(Business in Cameroon) - The unprecedented deregulation of international trade, marked in Cameroon by rising costs of imported products, was the subject of a letter sent on September 2, 2021, by Minister of Commerce Luc Magloire Atangana to Ngozi Okonjo-Iweala, director-general of the World Trade Organization (WTO).
“Since the onset of the Covid-19, in the first quarter of 2020, international supply chains have been experiencing serious disruptions. This year, it seems those disruptions have worsened with rising raw material prices, a steep increase in the prices of food products, and an explosion of maritime freight rates (...) For instance, between January and June 2021, the prices of clinker, rebar, and gypsum rose by 100%, 95.54%, and 60% respectively, compared with their rates during that same period in 2020. At the same time, the prices of wheat, soybean, and corn rose by 31.6%, 6%, 73%, and 98.4% respectively and maritime freight rates rose three folds,” the Minister of Commerce wrote.

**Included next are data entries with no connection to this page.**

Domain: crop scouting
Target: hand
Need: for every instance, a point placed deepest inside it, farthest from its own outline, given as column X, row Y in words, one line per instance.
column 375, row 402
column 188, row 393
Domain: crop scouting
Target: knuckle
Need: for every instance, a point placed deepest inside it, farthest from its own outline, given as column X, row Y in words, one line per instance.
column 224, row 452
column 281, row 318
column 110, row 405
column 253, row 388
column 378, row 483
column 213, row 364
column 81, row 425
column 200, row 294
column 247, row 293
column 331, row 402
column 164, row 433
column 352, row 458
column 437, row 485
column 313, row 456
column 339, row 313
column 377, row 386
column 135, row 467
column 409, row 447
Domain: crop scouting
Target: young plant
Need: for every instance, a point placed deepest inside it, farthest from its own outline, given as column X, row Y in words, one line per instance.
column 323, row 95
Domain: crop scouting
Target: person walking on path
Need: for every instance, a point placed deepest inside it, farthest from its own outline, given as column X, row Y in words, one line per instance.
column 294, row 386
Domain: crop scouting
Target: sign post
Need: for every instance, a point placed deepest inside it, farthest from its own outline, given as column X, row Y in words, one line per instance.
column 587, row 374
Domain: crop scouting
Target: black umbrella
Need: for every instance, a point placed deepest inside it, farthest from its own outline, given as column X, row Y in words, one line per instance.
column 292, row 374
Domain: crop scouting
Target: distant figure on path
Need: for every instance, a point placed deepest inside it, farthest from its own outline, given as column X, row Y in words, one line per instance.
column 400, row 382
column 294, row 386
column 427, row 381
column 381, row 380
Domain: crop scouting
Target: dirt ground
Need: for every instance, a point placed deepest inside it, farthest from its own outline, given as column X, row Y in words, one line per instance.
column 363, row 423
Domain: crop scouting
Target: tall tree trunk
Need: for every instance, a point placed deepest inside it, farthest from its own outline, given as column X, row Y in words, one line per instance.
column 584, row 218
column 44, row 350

According to the official, given the major social problems such a situation could cause, the WTO must react per its mandates set by the Marrakesh Agreement.
“In that regard, I suggest the organization should issue a set of strong measures to some of the institutions and bodies in charge of the world economy: namely, the International Monetary Fund, the World Bank, or the G20. Those measures will aim at finding ways and means to counter the disastrous consequences of the looming cataclysm,” he concluded.
In Cameroon, the government is already dealing with rising costs in the cement sector. The cost of a 50 kg bag was usually XAF4,300 but weeks ago, producers decided to increase it to XAF4,900 and even XAF5,000. They were openly accused of causing such increases and the Minister of Commerce threatened to close some producers’ plants should the projected price increase become effective. In return, the government launched negotiations to elaborate support measures in the sector to help deal with the rise in the price of the raw materials imported to produce cement, clinker notably.